El alzó su cuaderno de forma muy deliberada. Luego alzó la vista; ella no se había movido más de lo que lo habría hecho una gran estatua egipcia.

—Espero que no me considere impertinente si le digo que tal vez tenga que volver a visitarla. Tal vez tenga que pedirle que comparezca en la investigación judicial y presente una coartada si mis testigos —sólo uno la había reconocido— insisten en declarar que presenció usted el desdichado suceso.

La miró fijamente. Seguía absolutamente tranquila: ningún cambio de color, ni la menor sombra de culpabilidad en su rostro altivo. Creyó que la había visto pestañear: no conocía a Margaret Hale. Estaba un poco avergonzado por su compostura regia. Tenía que haber un error de identificación. Continuó:

—Es muy improbable que tenga que hacer algo así, señora. Le ruego que me disculpe, pero sólo cumplo con mi deber, aunque pueda parecer impertinente.

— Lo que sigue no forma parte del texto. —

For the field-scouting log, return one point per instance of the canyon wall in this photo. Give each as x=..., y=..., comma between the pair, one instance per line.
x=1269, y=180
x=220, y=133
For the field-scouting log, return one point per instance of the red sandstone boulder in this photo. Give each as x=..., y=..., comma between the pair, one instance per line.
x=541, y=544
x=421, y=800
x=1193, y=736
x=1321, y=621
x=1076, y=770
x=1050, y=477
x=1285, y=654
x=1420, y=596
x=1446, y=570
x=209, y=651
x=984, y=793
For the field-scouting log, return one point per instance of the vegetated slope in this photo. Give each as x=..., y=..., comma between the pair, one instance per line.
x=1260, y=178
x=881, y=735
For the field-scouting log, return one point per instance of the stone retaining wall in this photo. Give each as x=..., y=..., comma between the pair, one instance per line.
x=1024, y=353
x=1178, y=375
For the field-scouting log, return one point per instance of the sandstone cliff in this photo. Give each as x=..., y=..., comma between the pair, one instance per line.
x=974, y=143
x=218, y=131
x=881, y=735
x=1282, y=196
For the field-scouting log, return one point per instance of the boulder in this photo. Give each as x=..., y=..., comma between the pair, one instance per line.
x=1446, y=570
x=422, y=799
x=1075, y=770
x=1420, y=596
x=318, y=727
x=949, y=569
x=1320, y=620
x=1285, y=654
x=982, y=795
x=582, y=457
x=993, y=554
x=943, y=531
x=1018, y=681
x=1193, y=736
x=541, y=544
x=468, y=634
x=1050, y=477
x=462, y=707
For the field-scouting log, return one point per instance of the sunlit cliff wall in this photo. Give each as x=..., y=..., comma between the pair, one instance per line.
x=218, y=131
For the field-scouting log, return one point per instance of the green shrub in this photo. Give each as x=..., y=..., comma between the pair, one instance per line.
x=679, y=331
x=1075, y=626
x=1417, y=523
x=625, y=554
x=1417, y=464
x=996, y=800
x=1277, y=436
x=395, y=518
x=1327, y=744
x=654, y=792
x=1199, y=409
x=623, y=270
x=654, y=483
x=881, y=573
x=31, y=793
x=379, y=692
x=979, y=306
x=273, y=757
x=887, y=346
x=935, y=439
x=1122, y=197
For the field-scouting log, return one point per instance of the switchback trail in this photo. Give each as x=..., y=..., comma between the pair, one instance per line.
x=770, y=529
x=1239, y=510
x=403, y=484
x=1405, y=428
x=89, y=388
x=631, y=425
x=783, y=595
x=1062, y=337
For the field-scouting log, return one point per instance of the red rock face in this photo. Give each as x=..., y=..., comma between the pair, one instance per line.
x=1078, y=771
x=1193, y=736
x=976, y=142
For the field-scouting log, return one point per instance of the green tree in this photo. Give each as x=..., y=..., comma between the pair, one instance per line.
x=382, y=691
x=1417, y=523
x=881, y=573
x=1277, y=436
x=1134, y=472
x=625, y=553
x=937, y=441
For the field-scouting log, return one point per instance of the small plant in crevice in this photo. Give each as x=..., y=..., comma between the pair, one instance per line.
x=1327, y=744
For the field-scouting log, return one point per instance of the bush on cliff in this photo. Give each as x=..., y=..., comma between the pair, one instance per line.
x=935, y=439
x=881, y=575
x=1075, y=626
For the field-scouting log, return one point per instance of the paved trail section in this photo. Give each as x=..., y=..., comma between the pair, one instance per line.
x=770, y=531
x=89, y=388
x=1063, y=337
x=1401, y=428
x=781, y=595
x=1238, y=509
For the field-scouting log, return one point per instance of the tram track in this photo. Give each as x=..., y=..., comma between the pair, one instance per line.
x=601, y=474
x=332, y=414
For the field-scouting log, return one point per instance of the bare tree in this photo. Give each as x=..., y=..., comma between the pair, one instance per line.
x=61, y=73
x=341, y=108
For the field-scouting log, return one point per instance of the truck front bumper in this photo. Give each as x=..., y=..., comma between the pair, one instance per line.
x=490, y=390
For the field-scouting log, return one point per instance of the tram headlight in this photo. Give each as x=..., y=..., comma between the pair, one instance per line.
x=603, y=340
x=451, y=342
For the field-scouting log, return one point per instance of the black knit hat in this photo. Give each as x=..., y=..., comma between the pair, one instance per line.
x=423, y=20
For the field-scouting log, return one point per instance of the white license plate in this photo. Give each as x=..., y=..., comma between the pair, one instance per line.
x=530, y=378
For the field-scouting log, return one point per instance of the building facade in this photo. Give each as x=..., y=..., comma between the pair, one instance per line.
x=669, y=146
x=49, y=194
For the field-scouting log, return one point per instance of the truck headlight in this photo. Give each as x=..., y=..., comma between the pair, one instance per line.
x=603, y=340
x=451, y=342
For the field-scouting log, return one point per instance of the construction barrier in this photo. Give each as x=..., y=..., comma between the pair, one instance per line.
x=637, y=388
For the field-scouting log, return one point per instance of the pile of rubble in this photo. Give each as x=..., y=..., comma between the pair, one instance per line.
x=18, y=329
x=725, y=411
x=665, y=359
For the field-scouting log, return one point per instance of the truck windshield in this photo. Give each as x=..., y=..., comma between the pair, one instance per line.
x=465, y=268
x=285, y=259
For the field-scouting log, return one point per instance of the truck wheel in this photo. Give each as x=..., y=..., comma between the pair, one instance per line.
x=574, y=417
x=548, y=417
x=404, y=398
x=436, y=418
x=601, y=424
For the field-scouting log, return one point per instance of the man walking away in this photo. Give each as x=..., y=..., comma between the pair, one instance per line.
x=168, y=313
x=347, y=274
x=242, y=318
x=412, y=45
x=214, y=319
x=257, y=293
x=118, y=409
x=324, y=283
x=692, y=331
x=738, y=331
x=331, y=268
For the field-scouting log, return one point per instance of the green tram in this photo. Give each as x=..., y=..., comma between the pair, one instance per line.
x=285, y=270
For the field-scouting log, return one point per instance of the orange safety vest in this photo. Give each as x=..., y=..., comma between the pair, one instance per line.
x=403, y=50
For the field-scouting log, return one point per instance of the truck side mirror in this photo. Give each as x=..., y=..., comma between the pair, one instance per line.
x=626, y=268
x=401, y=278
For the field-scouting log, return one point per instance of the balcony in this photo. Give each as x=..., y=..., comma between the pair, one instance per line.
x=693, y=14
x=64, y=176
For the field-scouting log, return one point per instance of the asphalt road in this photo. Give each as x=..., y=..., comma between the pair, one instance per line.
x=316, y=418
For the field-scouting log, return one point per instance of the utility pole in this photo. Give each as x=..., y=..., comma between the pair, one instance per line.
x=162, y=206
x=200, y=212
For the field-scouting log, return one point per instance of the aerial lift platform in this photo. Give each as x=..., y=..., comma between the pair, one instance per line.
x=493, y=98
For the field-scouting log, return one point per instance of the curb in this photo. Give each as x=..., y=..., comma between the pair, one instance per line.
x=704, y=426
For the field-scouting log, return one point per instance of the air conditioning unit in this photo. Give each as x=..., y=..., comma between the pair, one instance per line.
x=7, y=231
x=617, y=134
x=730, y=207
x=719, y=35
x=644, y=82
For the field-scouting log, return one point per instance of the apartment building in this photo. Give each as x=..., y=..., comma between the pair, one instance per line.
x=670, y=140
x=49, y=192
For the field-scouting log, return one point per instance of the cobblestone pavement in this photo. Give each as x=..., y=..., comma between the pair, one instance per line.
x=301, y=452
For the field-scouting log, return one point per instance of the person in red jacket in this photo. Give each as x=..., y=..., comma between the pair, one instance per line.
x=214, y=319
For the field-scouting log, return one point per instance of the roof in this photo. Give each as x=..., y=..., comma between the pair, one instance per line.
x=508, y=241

Margaret inclinó la cabeza cuando él se dirigió hacia la puerta. Tenía los labios rígidos y secos. Ni siquiera pudo pronunciar las palabras de la despedida habituales. Pero se adelantó de pronto, abrió la puerta del estudio y le precedió hasta la puerta principal, que abrió de par en par para que saliera. Se quedó mirándolo de la misma forma indiferente y fija hasta que salió de la casa. Cerró entonces la puerta y se dirigió al estudio; a medio camino, se volvió como movida por un impulso violento, y atrancó la puerta.

Entonces volvió al estudio, se detuvo, avanzó tambaleante, volvió a pararse, se balanceó un instante donde estaba, y cayó de bruces al suelo, desmayada.